Sub 展開(takou, keeper)
Dim adder() As String
Dim trgt As String
Dim tmp As String
trgt = kou(0)
Call 単項式に分解(trgt, keeper)
For i = 1 To UBound(kou)
trgt = kou(i)
Call 単項式に分解(trgt, adder)
Call 掛け合わせ(keeper, adder)
Next
End Sub
「単項式に分解」で多項式を単項式に分解
「掛け合わせ」で展開後の各項を個別にkeeperに格納しています
関数とsubプロシージャはクイズに。
- 同類項をまとめる
これは前回に書いたから流用~
と。
思ったら。
信じられないくらい互換性が悪い。

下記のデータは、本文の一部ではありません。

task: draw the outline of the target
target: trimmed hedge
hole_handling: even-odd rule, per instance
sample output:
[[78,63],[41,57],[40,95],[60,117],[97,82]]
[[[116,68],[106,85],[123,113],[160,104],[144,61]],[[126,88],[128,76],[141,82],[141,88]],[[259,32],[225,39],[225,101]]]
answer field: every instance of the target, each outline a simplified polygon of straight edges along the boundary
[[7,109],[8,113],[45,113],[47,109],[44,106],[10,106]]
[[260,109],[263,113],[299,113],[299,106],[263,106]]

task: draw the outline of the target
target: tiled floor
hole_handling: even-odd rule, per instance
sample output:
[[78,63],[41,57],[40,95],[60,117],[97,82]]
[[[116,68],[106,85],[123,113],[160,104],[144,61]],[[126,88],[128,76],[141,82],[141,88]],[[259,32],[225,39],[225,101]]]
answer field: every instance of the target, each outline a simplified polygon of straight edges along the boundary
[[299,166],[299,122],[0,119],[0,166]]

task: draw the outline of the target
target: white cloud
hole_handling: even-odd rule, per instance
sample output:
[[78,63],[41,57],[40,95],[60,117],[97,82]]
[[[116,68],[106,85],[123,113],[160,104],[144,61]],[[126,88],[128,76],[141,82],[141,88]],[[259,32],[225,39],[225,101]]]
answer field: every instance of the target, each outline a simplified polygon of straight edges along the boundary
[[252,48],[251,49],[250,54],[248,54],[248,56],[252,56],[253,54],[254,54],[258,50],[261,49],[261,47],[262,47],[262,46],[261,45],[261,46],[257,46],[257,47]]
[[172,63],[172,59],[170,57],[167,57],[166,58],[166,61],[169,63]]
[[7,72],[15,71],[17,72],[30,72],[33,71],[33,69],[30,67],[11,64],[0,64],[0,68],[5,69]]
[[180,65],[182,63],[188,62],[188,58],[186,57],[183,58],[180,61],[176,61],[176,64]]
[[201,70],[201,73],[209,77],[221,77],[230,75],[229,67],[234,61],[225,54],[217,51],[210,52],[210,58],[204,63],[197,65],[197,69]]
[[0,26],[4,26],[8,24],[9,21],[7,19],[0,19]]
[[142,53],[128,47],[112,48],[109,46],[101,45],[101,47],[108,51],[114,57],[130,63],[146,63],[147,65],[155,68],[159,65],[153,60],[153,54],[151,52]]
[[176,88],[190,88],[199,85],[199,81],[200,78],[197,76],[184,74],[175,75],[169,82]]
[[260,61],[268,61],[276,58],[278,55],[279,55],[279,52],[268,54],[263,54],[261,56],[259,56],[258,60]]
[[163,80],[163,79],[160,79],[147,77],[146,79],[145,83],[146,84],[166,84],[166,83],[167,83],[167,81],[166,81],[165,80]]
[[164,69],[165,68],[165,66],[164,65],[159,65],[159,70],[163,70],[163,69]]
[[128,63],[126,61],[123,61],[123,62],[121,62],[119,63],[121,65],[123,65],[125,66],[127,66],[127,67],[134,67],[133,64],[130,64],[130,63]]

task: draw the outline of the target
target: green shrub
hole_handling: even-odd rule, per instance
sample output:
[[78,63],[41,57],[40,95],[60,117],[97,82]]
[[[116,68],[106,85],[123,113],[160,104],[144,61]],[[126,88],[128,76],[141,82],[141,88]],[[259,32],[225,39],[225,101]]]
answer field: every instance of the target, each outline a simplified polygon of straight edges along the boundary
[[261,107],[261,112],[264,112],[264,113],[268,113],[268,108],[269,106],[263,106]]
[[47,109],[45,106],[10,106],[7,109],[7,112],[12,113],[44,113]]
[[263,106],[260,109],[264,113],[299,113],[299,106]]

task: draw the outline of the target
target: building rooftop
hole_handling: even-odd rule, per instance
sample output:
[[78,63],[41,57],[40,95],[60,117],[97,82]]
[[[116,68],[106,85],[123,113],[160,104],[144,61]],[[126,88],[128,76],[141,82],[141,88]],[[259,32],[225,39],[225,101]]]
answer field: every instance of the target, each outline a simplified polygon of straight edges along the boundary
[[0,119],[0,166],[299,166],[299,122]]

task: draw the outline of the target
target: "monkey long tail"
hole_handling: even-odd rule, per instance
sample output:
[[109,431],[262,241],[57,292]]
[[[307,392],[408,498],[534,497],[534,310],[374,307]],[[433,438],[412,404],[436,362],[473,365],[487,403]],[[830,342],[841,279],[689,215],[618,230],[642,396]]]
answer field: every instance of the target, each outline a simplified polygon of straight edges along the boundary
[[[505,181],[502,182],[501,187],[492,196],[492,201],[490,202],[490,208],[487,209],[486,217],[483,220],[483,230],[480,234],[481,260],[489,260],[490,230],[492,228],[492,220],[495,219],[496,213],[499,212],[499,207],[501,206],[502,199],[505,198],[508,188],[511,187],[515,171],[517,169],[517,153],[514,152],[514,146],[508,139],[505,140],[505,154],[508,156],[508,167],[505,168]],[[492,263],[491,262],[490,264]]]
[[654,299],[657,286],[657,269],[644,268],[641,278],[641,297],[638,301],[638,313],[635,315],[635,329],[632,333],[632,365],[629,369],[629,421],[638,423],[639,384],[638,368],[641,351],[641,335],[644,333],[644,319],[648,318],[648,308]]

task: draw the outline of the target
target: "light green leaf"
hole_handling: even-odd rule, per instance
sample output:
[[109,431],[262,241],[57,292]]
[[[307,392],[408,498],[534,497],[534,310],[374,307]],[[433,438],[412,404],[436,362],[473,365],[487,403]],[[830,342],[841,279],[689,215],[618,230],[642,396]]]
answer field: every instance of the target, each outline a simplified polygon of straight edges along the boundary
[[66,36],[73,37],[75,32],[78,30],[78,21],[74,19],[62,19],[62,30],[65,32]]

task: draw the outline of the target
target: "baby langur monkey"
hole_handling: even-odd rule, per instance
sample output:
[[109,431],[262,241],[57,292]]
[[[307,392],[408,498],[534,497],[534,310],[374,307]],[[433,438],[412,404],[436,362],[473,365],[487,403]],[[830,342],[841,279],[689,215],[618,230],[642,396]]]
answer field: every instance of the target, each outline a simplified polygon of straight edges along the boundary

。。
いや。
流用することはできなくはなかったのですが
おんなじ意味を持つ処理を繰り返し行うことになってしまい
気持ち悪すぎるので書き直しました。
前回書いた「同類項をまとめる」はマジで無駄だったなぁ。。。
多項式を単項式に分解して同時に係数と文字の間にカンマを入れる
同類項をまとめると同時に特定の係数に対応する
多項式に復元する
この「同時」というところが肝。
ひとつの関数やプロシージャに「同時」が増えるほどに汎用性は薄れます。
それぞれの関数に入力するための形式は限られてしまいます。
今回どのようなことが起きたかというと。
展開をしてそれぞれの項を単項式として配列に格納
同類項にまとめるために形式を整える(せっかく分けた単項式を多項式に復元する)
それを単項式に分解しながら特別な処理をする
同類項をまとめながら係数の処理をする
またそれを多項式に復元する
というおばかなやり方。
これを結構がんばって修正しました。
単項式に分解する
特別な処理をする
同類項につつ係数の処理をする
多項式に復元する
3つ目の処理は分解するとむしろ面倒になりそうなので。
あとでまた後悔するのだろうか。。。
だとしたら「同類項をまとめる」コードを書いた当時はこれを"よかれ"と思って書いたわけで
それがあだになるとわかるということは
成長の証なのかも?
まず概要
Dim co() As String
Call 加工処理(keeper, co)
Call 同類項をまとめる(keeper, co)
answer = line_restoration3(keeper)
それぞれの関数やsubプロシージャはクイズで。
- まとめ
試行錯誤したあとの概要はこんな感じ。
Private Sub CB1_Click()
Dim siki As String
Dim answer As String
'-------------------------
'式の認識
'-------------------------
siki = TB1
'-------------------------
'多項式に分解
'-------------------------
Dim takou() As String
Call 多項式に分解(siki, takou)
'-------------------------
'展開
'-------------------------
Dim keeper() As String
Call 展開(takou, keeper)
'-------------------------
'同類項をまとめる
'-------------------------
Dim co() As String
Call 加工処理(keeper, co)
Call 同類項をまとめる(keeper, co)
answer = line_restoration3(keeper)
'-------------------------
'表記
'-------------------------
TB2 = answer
End Sub
んー。
書きながら成長しているから仕方がないのですが。
それぞれの処理の深さが一致していないですね。。。
原因は最初の概要の考え方がぬるいこと。
はて。
あっているのかわからん。。。
ちょっと式を簡単にしましょう。
うん。
あってますね。
そろそろユーザーフォームに出力するのも限界ですねー。
- 思ったこと
ひとつの関数で複数の事を行おうとするとろくなことにならない。
流用できないので結局細かく再分解することになる。
これに実感したことが一番の収穫です。
知ってはいたはずなのですがなぜか実践できていませんでした。
- 次回の予定
ユーザーフォームへの出力に限界を感じているので
次回はシートに見やすく出力するコードを書きましょう。